Create new app. Take a note of the app Id and access key.

$ pio app new MyTestApp

Set ACCESS_KEY environment variable

$ ACCESS_KEY=<access key of the new app>

Create an event record

$ curl -i -X POST http://localhost:7070/events.json?accessKey=$ACCESS_KEY \

-H "Content-Type: application/json" \

-d '{

"event" : "$set",

"entityType" : "user",

"entityId" : "2",

"properties" : {

"a" : 3,

"b" : 4

},

"eventTime" : "2014-09-09T16:17:42.937-08:00"

}'

User-2 will have 2 properties a and b. Connect to DB using SQL workbench and view the table. The name has the following naming convention event_<app id>, for example, event_8, which 8 is the application id.

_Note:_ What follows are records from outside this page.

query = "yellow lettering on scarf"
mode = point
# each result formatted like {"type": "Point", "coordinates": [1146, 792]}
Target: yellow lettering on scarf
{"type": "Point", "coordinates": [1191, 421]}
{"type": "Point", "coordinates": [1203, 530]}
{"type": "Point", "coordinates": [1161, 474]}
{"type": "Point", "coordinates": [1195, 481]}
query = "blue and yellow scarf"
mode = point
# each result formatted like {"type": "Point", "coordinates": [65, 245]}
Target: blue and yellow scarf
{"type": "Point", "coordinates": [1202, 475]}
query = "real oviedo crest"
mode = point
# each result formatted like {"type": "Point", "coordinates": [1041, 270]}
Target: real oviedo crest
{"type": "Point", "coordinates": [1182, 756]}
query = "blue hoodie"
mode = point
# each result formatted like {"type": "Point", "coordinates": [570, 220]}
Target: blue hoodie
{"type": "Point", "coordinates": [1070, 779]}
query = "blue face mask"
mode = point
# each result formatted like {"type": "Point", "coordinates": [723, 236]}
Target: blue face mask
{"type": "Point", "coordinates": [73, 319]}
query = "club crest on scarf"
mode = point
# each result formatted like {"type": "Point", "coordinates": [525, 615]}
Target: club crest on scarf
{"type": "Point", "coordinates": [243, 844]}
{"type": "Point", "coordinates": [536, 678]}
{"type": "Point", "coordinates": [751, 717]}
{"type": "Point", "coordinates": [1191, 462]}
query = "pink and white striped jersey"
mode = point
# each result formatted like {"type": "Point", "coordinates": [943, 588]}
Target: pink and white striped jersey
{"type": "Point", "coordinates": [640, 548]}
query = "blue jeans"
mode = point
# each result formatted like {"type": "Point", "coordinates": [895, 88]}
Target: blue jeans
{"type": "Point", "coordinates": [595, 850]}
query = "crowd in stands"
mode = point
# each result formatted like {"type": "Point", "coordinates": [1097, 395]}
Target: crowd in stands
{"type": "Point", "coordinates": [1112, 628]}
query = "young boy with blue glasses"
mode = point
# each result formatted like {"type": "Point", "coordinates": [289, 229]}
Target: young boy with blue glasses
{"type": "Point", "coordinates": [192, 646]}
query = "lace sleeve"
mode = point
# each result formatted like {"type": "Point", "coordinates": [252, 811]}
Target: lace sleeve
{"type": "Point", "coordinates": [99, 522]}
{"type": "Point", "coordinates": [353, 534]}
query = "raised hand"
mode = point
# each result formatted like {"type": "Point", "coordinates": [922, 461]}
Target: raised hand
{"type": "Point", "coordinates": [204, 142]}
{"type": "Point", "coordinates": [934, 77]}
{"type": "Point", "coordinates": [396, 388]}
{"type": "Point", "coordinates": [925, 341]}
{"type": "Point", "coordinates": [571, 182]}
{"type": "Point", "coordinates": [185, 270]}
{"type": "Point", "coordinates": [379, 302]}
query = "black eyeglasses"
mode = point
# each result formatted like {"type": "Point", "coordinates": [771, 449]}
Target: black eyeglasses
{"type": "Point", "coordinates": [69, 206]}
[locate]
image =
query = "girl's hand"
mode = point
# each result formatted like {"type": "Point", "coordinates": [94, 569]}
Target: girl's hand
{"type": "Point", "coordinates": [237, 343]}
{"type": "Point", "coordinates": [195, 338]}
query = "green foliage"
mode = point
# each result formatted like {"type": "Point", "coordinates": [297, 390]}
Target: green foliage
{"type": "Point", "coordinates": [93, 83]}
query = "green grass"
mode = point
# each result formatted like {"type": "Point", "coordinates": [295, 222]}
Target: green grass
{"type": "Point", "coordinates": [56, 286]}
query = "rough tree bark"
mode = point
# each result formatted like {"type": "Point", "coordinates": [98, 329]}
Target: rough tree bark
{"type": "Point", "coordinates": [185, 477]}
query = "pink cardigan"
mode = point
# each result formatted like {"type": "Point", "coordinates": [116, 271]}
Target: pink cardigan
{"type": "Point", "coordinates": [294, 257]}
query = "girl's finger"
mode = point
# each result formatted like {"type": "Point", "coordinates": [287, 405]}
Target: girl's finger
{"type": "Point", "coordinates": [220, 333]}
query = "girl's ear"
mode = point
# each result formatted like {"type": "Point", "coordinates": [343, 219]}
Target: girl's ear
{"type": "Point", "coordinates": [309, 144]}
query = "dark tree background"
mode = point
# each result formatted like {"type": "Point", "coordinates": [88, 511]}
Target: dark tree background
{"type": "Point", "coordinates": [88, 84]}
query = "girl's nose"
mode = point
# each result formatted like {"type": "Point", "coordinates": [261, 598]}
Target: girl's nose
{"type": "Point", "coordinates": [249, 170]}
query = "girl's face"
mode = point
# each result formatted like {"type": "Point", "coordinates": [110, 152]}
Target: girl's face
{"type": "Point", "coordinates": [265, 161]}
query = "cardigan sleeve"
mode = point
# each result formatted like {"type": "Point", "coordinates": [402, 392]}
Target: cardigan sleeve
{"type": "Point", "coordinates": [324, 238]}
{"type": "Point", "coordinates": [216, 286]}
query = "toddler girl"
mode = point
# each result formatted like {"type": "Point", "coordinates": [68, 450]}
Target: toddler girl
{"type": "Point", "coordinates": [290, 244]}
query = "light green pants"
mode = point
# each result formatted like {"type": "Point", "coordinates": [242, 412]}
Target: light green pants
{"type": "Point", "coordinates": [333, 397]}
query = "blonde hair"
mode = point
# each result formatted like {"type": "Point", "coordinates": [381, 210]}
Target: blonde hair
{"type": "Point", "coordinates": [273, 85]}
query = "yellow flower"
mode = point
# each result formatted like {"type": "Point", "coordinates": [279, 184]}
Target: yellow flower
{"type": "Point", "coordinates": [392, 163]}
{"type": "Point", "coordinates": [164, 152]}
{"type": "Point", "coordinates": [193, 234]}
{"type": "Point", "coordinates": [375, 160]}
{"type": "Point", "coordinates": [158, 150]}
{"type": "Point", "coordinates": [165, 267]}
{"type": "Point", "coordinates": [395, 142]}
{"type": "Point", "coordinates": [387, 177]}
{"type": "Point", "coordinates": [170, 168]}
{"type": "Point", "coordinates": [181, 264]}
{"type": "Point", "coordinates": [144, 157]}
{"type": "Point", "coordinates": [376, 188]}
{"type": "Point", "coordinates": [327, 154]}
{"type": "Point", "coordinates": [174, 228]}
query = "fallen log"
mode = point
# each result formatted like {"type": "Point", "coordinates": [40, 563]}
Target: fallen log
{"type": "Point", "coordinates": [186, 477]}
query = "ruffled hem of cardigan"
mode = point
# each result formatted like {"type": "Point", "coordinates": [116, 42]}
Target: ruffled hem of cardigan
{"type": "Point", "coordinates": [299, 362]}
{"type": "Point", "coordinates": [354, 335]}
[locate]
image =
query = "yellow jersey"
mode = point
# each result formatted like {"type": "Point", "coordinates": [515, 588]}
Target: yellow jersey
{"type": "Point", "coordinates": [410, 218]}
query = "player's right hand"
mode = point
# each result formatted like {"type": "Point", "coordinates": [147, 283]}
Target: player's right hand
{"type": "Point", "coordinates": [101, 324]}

mysql> select * from pio_event_8 order by entitytype, cast(entityid as signed);

Add new property called "c" to the entity you just created.

$ curl -i -X POST http://localhost:7070/events.json?accessKey=$ACCESS_KEY \

-H "Content-Type: application/json" \

-d '{

"event" : "$set",

"entityType" : "user",

"entityId" : "2",

"properties" : {

"b" : 5,

"c" : 6

},

"eventTime" : "2014-09-10T13:12:04.937-08:00"

}'

Launch pio shell to view the data. Before launching, make sure spark has the package reference of mysql jdbc connector in spark-defaults.conf file

$ pio-shell --with-spark

scala> val appName = "MyTestApp"

scala> import org.apache.predictionio.data.store.PEventStore

scala> PEventStore.aggregateProperties(appName=appName, entityType="user")(sc).collect()

You should an aggregated result for the user 2 with all three properties with latest values.

Remove a property.

$ curl -i -X POST http://localhost:7070/events.json?accessKey=$ACCESS_KEY \

-H "Content-Type: application/json" \

-d '{

"event" : "$unset",

"entityType" : "user",

"entityId" : "2",

"properties" : {

"b" : null

},

"eventTime" : "2014-09-11T14:17:42.456-08:00"

}'

Verify the aggregated result in pio-shell.

scala> PEventStore.aggregateProperties(appName=appName, entityType="user")(sc).collect()

Delete the entity user 2.

$ curl -i -X POST http://localhost:7070/events.json?accessKey=$ACCESS_KEY \

-H "Content-Type: application/json" \

-d '{

"event" : "$delete",

"entityType" : "user",

"entityId" : "2",

"eventTime" : "2014-09-12T16:13:41.452-08:00"

}'

Verify the result from pio-shell.

scala> PEventStore.aggregateProperties(appName=appName, entityType="user")(sc).collect()

In the retrieve request, you can apply time filter.

scala> import org.joda.time.DateTime

scala> PEventStore.aggregateProperties(appName=appName, entityType="user", untilTime=Some(new DateTime(2014, 9, 11, 0, 0)))(sc).collect()

View source code for PEventStore for more details.